Thankfully, we lived alongside a busy road and there was often an assortment of tidbits we could scavenge. It was quite scary with cars constantly whizzing past, but if you were quick and could get there before the pigs or chickens, you could find some worthwhile scraps.
All in all, not an ideal upbringing. I missed my mommy and was constantly hungry. I hated sleeping in the mud and being chased by people with sticks. I felt homeless.
But then everything changed. A lady with a crown of golden curls and a soft voice came into our lives. She wrapped us in a warm blanket and then gave us the most delicious food. At first, I was skeptical. Why would this human be so kind to us? It didn’t take long before the pain in my tummy got the better of me. How could I turn down good grub, a warm bed and the occasional belly rub?

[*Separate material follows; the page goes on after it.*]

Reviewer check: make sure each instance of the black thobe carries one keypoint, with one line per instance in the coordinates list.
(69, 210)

At first, my brothers and I all got to stay together. Happy to be together, we played hard and slept on top of each other. Then, one day, we got all cleaned up, piled in a basket and taken to a very noisy market. For hours, we were passed from hand to hand – my belly has never gotten so much attention! By lunchtime, I was exhausted and fell asleep in the arms of a little girl with dark hair.
When I woke up, my brothers were nowhere to be seen. I was at a new place with new smells. Next thing I knew, I was being given the once over by a tan Africanis named Penny. At first, I don’t think she liked me very much and she just sniffed around me. But, it didn’t take long before she succumbed to my charm. She taught me things nobody else could; she showed me where to do my business, how to make a noise when someone walks past, how to sit and look sweet when mom has treats, and best of all, what to do when mom is mad (and this happened a lot in the beginning).
Mom had soft couch and one day when she was out, I started chewing on the corner of a cushion. It felt so good. Before I knew it, I had demolished all of the cushions and found myself surrounded by soft white fluff. The more I flicked my head, the more stuff came out. It was such fun! Unfortunately, mom was really mad and nearly sent me back to Seavista. Penny came to the rescue and showed me how to look up at her with my ears up and a little bit of the whites of my eyes showing. It never fails to charm her and, in no time, I was back in her good books.
Mom says I am calming down, but I think I am just relaxing. Finally, I am home.
So St Francis, if you ever see a black Africanis running around with a smaller (but much faster) tan Africanis, be sure to stop and give us a cuddle. We have a surplus of love and affection to pass on and you are guaranteed to walk away feeling special.